In other news, Franck Montagnie will be racing for SuperAguri this week in France, at the request of Darth Bernie. "We've got a Frenchman, I want him in the car in France" seems to be the prevailing sentiment. He will become the third driver immediately afterwards, and is guaranteed a race seat next year with SA.
Finally, look for some interesting bodywork from BMW-Sauber in France. They've got a new nose, which includes what would be called canards on an airplane; a pair of winglets up near the cockpit. They've been testing it for a few months, now they're about to unleash it upon an unsuspecting public.
And that's a wrap. Tomorrow, the race schedule on SPEED.
July 10, 2006
What it came down to is that JP has managed to burn every bridge he's had behind him when he's left a team, he's pissed off a lot of other drivers, and because of those factors, he had no place to go next year.
Oh, and he might very well be leaving F1 early. A Spanish media outlet is saying that it's possible that Pedro de la Rosa (Pete Rose) will be taking over JP's seat in the near future, with JP coming to America to drive in the Busch series, so as to get practice for next year.

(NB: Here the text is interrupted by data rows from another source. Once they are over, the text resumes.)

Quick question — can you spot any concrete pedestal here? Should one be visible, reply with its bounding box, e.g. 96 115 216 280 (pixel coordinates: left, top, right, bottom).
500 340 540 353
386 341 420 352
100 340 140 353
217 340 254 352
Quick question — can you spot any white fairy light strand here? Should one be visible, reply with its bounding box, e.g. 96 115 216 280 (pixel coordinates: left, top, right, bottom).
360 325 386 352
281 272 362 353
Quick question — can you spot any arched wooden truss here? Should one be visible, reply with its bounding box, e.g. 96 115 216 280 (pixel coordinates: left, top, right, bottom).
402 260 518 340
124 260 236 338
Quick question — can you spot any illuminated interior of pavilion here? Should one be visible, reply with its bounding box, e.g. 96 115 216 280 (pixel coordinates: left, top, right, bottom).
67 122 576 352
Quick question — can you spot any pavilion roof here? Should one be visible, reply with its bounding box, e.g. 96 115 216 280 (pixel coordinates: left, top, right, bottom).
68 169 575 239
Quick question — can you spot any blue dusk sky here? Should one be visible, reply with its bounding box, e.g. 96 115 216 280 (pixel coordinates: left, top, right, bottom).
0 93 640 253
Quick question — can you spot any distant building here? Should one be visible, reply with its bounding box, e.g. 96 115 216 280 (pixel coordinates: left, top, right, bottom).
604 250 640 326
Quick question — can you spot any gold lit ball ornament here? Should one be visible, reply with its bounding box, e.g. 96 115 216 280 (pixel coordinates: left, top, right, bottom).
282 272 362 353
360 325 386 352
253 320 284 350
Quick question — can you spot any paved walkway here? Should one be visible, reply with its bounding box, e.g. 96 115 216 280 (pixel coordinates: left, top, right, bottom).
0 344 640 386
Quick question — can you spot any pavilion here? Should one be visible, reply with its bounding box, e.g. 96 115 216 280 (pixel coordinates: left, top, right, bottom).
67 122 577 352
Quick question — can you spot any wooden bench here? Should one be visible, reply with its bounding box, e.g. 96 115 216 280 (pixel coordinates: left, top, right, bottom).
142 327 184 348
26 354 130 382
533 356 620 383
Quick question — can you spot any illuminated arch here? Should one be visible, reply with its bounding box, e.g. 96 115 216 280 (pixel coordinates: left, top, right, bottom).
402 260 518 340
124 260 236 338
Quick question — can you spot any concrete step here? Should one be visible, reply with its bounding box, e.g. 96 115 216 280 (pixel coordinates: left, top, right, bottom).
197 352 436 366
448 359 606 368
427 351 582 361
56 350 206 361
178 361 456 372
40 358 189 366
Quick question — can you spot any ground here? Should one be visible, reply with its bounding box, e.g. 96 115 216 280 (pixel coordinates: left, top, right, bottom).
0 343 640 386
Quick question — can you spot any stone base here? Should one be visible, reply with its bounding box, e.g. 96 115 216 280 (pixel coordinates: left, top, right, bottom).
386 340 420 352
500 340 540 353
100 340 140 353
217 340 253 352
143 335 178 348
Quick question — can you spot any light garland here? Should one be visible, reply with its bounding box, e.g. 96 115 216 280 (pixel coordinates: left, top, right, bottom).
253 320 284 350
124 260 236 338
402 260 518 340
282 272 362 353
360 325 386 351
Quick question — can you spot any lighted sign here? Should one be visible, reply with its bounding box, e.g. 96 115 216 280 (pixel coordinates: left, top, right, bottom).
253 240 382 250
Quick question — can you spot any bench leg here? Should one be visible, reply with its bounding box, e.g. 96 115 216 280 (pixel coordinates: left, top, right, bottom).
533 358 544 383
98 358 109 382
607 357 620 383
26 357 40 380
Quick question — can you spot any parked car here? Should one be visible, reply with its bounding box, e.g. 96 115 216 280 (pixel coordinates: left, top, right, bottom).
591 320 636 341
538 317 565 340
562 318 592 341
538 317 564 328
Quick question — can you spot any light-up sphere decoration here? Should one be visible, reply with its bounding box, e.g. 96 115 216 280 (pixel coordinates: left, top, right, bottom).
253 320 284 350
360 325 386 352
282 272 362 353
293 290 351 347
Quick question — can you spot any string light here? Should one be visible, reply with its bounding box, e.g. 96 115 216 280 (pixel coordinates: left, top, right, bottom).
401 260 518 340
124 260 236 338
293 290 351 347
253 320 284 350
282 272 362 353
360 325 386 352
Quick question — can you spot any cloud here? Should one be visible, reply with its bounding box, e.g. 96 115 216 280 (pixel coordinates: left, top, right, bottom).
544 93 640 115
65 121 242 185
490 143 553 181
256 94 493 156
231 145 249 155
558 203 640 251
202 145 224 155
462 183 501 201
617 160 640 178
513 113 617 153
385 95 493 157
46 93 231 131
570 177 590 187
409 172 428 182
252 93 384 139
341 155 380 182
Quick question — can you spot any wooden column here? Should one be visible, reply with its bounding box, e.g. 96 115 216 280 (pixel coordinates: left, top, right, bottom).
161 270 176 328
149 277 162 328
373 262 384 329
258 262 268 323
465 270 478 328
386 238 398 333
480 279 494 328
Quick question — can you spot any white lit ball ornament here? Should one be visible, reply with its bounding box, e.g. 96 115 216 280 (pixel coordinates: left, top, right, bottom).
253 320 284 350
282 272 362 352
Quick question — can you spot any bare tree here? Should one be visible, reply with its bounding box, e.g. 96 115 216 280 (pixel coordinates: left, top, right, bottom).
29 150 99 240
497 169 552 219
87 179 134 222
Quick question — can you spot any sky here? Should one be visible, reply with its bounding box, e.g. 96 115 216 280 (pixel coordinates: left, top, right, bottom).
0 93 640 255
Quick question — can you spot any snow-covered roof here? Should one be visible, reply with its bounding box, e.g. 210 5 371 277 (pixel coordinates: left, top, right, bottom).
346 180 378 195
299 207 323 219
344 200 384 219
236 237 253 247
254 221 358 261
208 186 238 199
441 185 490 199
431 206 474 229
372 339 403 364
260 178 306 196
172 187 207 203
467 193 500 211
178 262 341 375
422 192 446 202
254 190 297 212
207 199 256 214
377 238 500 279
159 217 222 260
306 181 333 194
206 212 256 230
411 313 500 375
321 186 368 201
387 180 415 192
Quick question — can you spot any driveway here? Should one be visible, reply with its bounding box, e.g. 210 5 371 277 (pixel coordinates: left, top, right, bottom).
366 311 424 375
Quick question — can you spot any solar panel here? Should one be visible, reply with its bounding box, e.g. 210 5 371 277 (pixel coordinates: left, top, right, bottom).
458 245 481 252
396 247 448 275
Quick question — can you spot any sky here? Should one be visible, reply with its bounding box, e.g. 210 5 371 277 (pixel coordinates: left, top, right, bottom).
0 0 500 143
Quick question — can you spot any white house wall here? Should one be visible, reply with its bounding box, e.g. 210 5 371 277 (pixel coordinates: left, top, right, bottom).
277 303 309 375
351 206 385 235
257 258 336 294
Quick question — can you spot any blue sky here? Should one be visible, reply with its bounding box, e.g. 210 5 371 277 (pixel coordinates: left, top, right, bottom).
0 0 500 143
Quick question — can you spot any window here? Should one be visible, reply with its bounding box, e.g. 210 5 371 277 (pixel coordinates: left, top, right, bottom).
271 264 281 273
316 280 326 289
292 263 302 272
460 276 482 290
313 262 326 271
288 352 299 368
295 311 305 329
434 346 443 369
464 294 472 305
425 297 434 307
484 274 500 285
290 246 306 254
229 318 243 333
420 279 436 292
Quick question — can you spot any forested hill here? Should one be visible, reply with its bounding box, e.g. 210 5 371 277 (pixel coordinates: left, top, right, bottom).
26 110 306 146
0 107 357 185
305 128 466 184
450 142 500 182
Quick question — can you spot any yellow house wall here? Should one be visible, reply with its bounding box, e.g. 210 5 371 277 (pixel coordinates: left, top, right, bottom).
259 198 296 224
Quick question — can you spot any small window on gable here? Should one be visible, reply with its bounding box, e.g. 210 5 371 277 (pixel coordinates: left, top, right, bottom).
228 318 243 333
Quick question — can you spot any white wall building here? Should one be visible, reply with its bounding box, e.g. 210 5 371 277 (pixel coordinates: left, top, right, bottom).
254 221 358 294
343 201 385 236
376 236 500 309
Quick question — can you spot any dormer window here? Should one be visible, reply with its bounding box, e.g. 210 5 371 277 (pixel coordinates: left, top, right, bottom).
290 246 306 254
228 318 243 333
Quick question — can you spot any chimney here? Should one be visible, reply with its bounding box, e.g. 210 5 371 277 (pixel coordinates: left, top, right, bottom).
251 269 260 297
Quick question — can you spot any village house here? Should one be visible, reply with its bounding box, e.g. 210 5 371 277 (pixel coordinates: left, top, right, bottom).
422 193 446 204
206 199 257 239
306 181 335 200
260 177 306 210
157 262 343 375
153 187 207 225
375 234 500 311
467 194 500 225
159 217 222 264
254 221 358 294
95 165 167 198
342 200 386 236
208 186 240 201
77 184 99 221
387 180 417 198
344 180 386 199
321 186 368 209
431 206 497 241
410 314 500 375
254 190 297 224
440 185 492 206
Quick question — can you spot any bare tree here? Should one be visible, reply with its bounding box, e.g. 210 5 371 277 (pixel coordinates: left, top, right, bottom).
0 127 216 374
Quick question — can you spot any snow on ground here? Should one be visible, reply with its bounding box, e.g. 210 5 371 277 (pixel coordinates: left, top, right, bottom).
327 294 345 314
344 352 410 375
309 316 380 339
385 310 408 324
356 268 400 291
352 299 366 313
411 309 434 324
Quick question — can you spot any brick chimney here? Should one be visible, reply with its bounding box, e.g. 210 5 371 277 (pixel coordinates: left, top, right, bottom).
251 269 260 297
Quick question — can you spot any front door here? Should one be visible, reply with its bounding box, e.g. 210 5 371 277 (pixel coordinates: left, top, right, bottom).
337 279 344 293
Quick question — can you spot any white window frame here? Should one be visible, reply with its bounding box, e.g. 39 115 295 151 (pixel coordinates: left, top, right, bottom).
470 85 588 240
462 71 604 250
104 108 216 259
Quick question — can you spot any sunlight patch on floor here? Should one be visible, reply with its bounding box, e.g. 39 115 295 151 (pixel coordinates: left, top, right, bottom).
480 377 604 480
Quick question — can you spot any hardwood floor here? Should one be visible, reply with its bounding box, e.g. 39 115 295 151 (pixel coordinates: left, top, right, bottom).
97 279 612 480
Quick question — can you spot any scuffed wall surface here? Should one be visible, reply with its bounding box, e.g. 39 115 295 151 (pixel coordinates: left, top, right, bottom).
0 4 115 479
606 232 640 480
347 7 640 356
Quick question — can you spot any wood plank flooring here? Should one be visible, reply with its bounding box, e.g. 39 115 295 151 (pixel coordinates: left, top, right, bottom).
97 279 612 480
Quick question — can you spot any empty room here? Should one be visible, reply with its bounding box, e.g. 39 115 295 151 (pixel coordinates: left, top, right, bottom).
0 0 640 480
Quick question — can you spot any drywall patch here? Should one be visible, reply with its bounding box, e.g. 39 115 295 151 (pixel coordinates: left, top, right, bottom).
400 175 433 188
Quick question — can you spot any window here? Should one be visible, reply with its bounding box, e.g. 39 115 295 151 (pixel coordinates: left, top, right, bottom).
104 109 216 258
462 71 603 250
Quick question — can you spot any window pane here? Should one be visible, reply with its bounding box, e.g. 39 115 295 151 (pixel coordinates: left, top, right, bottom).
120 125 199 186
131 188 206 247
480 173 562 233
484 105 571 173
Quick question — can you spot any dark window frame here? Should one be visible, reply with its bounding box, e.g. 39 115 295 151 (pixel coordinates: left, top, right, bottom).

He'll be driving a Dodge when he gets to NASCAR. Dodge is owned by DaimlerChrysler. DaimlerChrysler is also part-owner of McLaren, so it's not impossible they want him to cut his F1 season short. After all, there's no future in it for him, and Pete Rose could use the experience.
Keep your eyes open.
July 09, 2006
Montoya and Ganassi have a happy past. Montoya raced in CART* under Chip in 2001, where he had quite a bit of success, before moving on to Formula 1.
Obviously the kerfluffle over McLaren's drivers next year caused this; it was... what, a month or so ago that the 'rumor' came out that Montoya wasn't needed by McLaren, and it seems that nobody picked him up. Somewhat astonishing to my eyes.
I wonder... how many drivers have done well in THREE different car styles?
More as the story warrants. To see ABC (US)'s story on this, click here.
Tip o' the helmet to Official First Reader Mallory for bringing this to my attention.
*Update: Thanks to commentor Ed Flinn for the correction on Montoya's Indy-style car racing history!